17        D’entrée de jeu, il importe d’établir une distinction entre les conclusions tirées par la SPR quant à la crédibilité et sa conclusion voulant que le danger posé par M. Choudhry soit « invraisemblable ». Le tribunal doit être attentif à l’emploi qu’il fait de ce terme et de ses conséquences. Il ne peut conclure à l’invraisemblance que « dans les cas les plus évidents » (Valtchev c. Canada (Ministre de Citoyenneté et Immigration), 2001 CFPI 776, au paragraphe 7, [2001] A.C.F. n1131). Les inférences faites par le tribunal doivent être raisonnables et ses motifs doivent être formulés en termes clairs et explicites (R.K.L. c. Canada (Ministre de Citoyenneté et Immigration), 2003 CFPI 116, au paragraphe 9, [2003] A.C.F. no 162). Ainsi que l’explique le juge Richard Mosley au paragraphe 15 de la décision Santos c. Canada (Ministre de la Citoyenneté et de l’Immigration), 2004 CF 937, [2004] A.C.F. no 1149 :

[L]es conclusions sur la vraisemblance reposent sur un raisonnement distinct de celui des conclusions sur la crédibilité et peuvent être influencées par des présomptions culturelles ou des perceptions erronées. En conséquence, les conclusions d’invraisemblance doivent être fondées sur une preuve claire et un raisonnement clair à l’appui des déductions de la Commission et devraient faire état des éléments de preuve pertinents qui pourraient réfuter lesdites conclusions.

[15]           Les conclusions d’invraisemblance en l’espèce s’apparentent à celles dans la décision Anwar sous les angles suivants :

                     la SPR a rejeté pour cause d’invraisemblance la description par le demandeur de la façon dont sa conversion est devenue de notoriété publique, sans toutefois expliquer pourquoi la description était invraisemblable;

                     la SPR a rejeté l’explication donnée par le demandeur pour justifier le fait qu’il n’avait pas modifié son passeport afin qu’il soit précisé que sa religion était « Ahmadi » et qu’il avait laissé la mention « Islam ». Comme les ahmadis se considèrent musulmans, bien que le gouvernement pakistanais ne partage pas cette opinion, et comme il est bien connu au Pakistan que les ahmadis sont persécutés, il était déraisonnable de rejeter l’explication sans préciser pourquoi la position du demandeur était invraisemblable;

                     la SPR a rejeté l’explication donnée par le demandeur concernant la façon dont il avait caché sa conversion à sa fille, sans préciser pourquoi l’explication du demandeur était invraisemblable.

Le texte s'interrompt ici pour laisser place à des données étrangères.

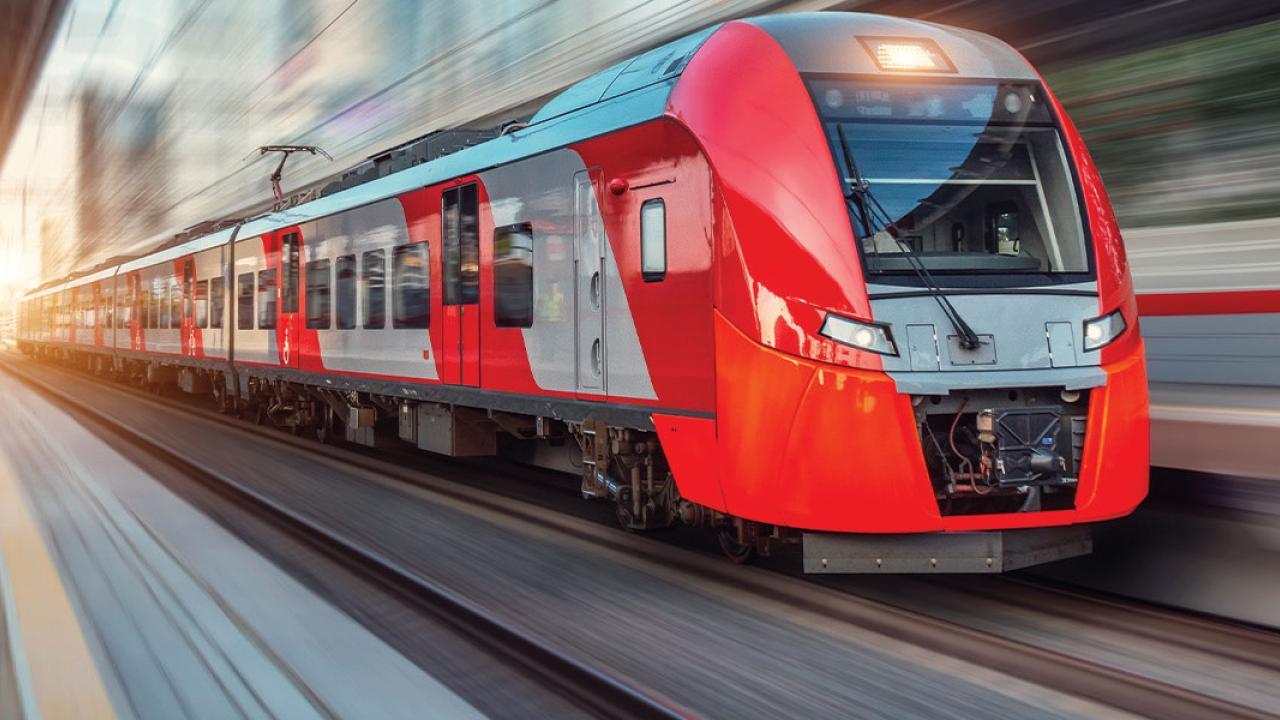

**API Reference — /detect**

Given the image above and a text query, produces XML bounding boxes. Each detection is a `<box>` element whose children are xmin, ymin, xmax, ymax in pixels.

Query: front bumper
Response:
<box><xmin>803</xmin><ymin>525</ymin><xmax>1093</xmax><ymax>573</ymax></box>
<box><xmin>663</xmin><ymin>313</ymin><xmax>1150</xmax><ymax>534</ymax></box>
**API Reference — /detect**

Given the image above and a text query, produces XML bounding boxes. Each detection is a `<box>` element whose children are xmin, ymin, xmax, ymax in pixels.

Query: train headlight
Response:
<box><xmin>820</xmin><ymin>314</ymin><xmax>898</xmax><ymax>356</ymax></box>
<box><xmin>858</xmin><ymin>37</ymin><xmax>956</xmax><ymax>73</ymax></box>
<box><xmin>1083</xmin><ymin>310</ymin><xmax>1127</xmax><ymax>351</ymax></box>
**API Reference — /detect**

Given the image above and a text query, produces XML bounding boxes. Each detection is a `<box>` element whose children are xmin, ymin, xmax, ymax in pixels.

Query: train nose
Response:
<box><xmin>685</xmin><ymin>311</ymin><xmax>1149</xmax><ymax>534</ymax></box>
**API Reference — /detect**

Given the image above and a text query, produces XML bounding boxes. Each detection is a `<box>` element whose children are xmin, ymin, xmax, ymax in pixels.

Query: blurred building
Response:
<box><xmin>3</xmin><ymin>0</ymin><xmax>866</xmax><ymax>289</ymax></box>
<box><xmin>3</xmin><ymin>0</ymin><xmax>1280</xmax><ymax>292</ymax></box>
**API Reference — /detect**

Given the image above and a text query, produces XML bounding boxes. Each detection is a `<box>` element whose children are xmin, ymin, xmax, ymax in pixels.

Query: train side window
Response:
<box><xmin>305</xmin><ymin>259</ymin><xmax>332</xmax><ymax>329</ymax></box>
<box><xmin>194</xmin><ymin>280</ymin><xmax>209</xmax><ymax>328</ymax></box>
<box><xmin>237</xmin><ymin>273</ymin><xmax>254</xmax><ymax>330</ymax></box>
<box><xmin>116</xmin><ymin>284</ymin><xmax>128</xmax><ymax>329</ymax></box>
<box><xmin>159</xmin><ymin>284</ymin><xmax>171</xmax><ymax>329</ymax></box>
<box><xmin>640</xmin><ymin>198</ymin><xmax>666</xmax><ymax>282</ymax></box>
<box><xmin>335</xmin><ymin>255</ymin><xmax>356</xmax><ymax>330</ymax></box>
<box><xmin>493</xmin><ymin>223</ymin><xmax>534</xmax><ymax>328</ymax></box>
<box><xmin>393</xmin><ymin>243</ymin><xmax>430</xmax><ymax>329</ymax></box>
<box><xmin>103</xmin><ymin>286</ymin><xmax>114</xmax><ymax>329</ymax></box>
<box><xmin>281</xmin><ymin>232</ymin><xmax>300</xmax><ymax>314</ymax></box>
<box><xmin>258</xmin><ymin>269</ymin><xmax>277</xmax><ymax>329</ymax></box>
<box><xmin>442</xmin><ymin>183</ymin><xmax>479</xmax><ymax>305</ymax></box>
<box><xmin>460</xmin><ymin>184</ymin><xmax>479</xmax><ymax>303</ymax></box>
<box><xmin>210</xmin><ymin>277</ymin><xmax>225</xmax><ymax>329</ymax></box>
<box><xmin>170</xmin><ymin>280</ymin><xmax>182</xmax><ymax>328</ymax></box>
<box><xmin>361</xmin><ymin>249</ymin><xmax>386</xmax><ymax>329</ymax></box>
<box><xmin>442</xmin><ymin>188</ymin><xmax>460</xmax><ymax>305</ymax></box>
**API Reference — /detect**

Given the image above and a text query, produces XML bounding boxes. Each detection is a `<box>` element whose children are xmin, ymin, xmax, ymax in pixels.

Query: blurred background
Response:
<box><xmin>1</xmin><ymin>0</ymin><xmax>1279</xmax><ymax>642</ymax></box>
<box><xmin>4</xmin><ymin>0</ymin><xmax>1280</xmax><ymax>314</ymax></box>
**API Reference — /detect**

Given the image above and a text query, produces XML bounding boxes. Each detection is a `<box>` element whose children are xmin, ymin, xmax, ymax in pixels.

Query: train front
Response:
<box><xmin>667</xmin><ymin>13</ymin><xmax>1149</xmax><ymax>571</ymax></box>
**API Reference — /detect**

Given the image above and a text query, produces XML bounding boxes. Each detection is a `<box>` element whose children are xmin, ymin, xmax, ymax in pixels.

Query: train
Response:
<box><xmin>15</xmin><ymin>12</ymin><xmax>1150</xmax><ymax>572</ymax></box>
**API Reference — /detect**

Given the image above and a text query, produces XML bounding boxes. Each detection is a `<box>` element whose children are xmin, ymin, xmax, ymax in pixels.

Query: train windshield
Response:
<box><xmin>809</xmin><ymin>79</ymin><xmax>1090</xmax><ymax>284</ymax></box>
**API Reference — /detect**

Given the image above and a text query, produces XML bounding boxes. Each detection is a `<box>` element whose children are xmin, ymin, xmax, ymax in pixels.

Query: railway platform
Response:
<box><xmin>0</xmin><ymin>368</ymin><xmax>483</xmax><ymax>720</ymax></box>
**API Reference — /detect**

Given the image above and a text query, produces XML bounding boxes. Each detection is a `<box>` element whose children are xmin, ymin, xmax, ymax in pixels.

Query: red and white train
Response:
<box><xmin>16</xmin><ymin>13</ymin><xmax>1149</xmax><ymax>571</ymax></box>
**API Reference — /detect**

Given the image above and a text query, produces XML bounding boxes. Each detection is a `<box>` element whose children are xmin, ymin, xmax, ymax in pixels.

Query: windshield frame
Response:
<box><xmin>804</xmin><ymin>73</ymin><xmax>1097</xmax><ymax>290</ymax></box>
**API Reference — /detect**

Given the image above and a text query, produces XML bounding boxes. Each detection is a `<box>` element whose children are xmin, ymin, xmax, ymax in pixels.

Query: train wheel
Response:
<box><xmin>717</xmin><ymin>529</ymin><xmax>755</xmax><ymax>565</ymax></box>
<box><xmin>316</xmin><ymin>410</ymin><xmax>335</xmax><ymax>445</ymax></box>
<box><xmin>613</xmin><ymin>486</ymin><xmax>640</xmax><ymax>532</ymax></box>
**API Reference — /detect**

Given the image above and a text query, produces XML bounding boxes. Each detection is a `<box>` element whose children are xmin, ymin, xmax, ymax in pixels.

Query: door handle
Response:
<box><xmin>591</xmin><ymin>338</ymin><xmax>602</xmax><ymax>376</ymax></box>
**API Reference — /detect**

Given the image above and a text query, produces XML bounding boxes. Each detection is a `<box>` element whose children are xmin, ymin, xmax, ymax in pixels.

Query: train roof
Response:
<box><xmin>111</xmin><ymin>24</ymin><xmax>721</xmax><ymax>278</ymax></box>
<box><xmin>744</xmin><ymin>12</ymin><xmax>1034</xmax><ymax>79</ymax></box>
<box><xmin>29</xmin><ymin>12</ymin><xmax>1031</xmax><ymax>297</ymax></box>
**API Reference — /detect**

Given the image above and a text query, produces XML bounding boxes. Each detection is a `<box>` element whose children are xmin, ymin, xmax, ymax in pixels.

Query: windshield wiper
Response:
<box><xmin>835</xmin><ymin>124</ymin><xmax>984</xmax><ymax>351</ymax></box>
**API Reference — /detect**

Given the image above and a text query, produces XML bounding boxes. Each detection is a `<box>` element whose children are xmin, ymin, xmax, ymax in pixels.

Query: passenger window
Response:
<box><xmin>335</xmin><ymin>255</ymin><xmax>356</xmax><ymax>329</ymax></box>
<box><xmin>493</xmin><ymin>223</ymin><xmax>534</xmax><ymax>328</ymax></box>
<box><xmin>195</xmin><ymin>280</ymin><xmax>209</xmax><ymax>328</ymax></box>
<box><xmin>305</xmin><ymin>259</ymin><xmax>331</xmax><ymax>329</ymax></box>
<box><xmin>210</xmin><ymin>277</ymin><xmax>225</xmax><ymax>329</ymax></box>
<box><xmin>361</xmin><ymin>249</ymin><xmax>386</xmax><ymax>329</ymax></box>
<box><xmin>116</xmin><ymin>284</ymin><xmax>128</xmax><ymax>329</ymax></box>
<box><xmin>442</xmin><ymin>183</ymin><xmax>479</xmax><ymax>305</ymax></box>
<box><xmin>237</xmin><ymin>273</ymin><xmax>254</xmax><ymax>330</ymax></box>
<box><xmin>393</xmin><ymin>243</ymin><xmax>430</xmax><ymax>329</ymax></box>
<box><xmin>169</xmin><ymin>280</ymin><xmax>182</xmax><ymax>327</ymax></box>
<box><xmin>258</xmin><ymin>269</ymin><xmax>277</xmax><ymax>329</ymax></box>
<box><xmin>103</xmin><ymin>287</ymin><xmax>114</xmax><ymax>329</ymax></box>
<box><xmin>160</xmin><ymin>285</ymin><xmax>171</xmax><ymax>329</ymax></box>
<box><xmin>641</xmin><ymin>198</ymin><xmax>666</xmax><ymax>282</ymax></box>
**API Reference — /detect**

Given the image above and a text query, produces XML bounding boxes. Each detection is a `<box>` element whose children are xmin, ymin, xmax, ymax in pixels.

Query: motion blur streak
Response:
<box><xmin>2</xmin><ymin>0</ymin><xmax>1280</xmax><ymax>618</ymax></box>
<box><xmin>5</xmin><ymin>1</ymin><xmax>1280</xmax><ymax>302</ymax></box>
<box><xmin>0</xmin><ymin>0</ymin><xmax>846</xmax><ymax>299</ymax></box>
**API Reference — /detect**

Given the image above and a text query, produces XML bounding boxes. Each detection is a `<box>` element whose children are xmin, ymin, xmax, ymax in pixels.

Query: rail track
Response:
<box><xmin>4</xmin><ymin>353</ymin><xmax>1278</xmax><ymax>720</ymax></box>
<box><xmin>0</xmin><ymin>355</ymin><xmax>685</xmax><ymax>720</ymax></box>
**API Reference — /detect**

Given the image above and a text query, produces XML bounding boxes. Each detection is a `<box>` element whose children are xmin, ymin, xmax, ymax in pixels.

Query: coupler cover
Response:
<box><xmin>991</xmin><ymin>406</ymin><xmax>1069</xmax><ymax>485</ymax></box>
<box><xmin>803</xmin><ymin>525</ymin><xmax>1091</xmax><ymax>573</ymax></box>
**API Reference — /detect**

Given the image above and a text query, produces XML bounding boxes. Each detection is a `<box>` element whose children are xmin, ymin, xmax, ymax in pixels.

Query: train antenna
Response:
<box><xmin>250</xmin><ymin>145</ymin><xmax>334</xmax><ymax>203</ymax></box>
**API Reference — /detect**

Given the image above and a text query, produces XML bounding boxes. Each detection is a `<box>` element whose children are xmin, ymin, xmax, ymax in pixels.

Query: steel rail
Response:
<box><xmin>4</xmin><ymin>354</ymin><xmax>1277</xmax><ymax>720</ymax></box>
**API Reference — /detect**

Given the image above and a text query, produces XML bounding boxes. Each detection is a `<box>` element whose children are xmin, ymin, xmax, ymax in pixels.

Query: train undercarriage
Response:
<box><xmin>21</xmin><ymin>343</ymin><xmax>1095</xmax><ymax>570</ymax></box>
<box><xmin>24</xmin><ymin>344</ymin><xmax>783</xmax><ymax>562</ymax></box>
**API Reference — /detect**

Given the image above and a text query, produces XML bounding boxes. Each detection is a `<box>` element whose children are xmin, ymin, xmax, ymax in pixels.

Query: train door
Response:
<box><xmin>280</xmin><ymin>229</ymin><xmax>302</xmax><ymax>368</ymax></box>
<box><xmin>574</xmin><ymin>169</ymin><xmax>605</xmax><ymax>396</ymax></box>
<box><xmin>181</xmin><ymin>258</ymin><xmax>195</xmax><ymax>356</ymax></box>
<box><xmin>129</xmin><ymin>273</ymin><xmax>142</xmax><ymax>350</ymax></box>
<box><xmin>441</xmin><ymin>183</ymin><xmax>481</xmax><ymax>387</ymax></box>
<box><xmin>91</xmin><ymin>281</ymin><xmax>104</xmax><ymax>348</ymax></box>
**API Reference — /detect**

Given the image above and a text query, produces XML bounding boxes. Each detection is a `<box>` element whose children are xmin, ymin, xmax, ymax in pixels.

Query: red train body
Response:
<box><xmin>18</xmin><ymin>13</ymin><xmax>1149</xmax><ymax>571</ymax></box>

[16]           Selon moi, l’erreur la plus grave est le traitement de la preuve exigée par la SPR à titre de corroboration. Il n’est pas expliqué pourquoi le document Ba’ait, tout à fait compatible avec le reste de la preuve documentaire, a été rejeté comme dénotant un manque de crédibilité. À aucun moment la SPR n’a donné à penser que les documents, tout particulièrement ce document d’importance capitale, étaient faux, frauduleux, des contrefaçons ou invalides de quelque façon que ce soit.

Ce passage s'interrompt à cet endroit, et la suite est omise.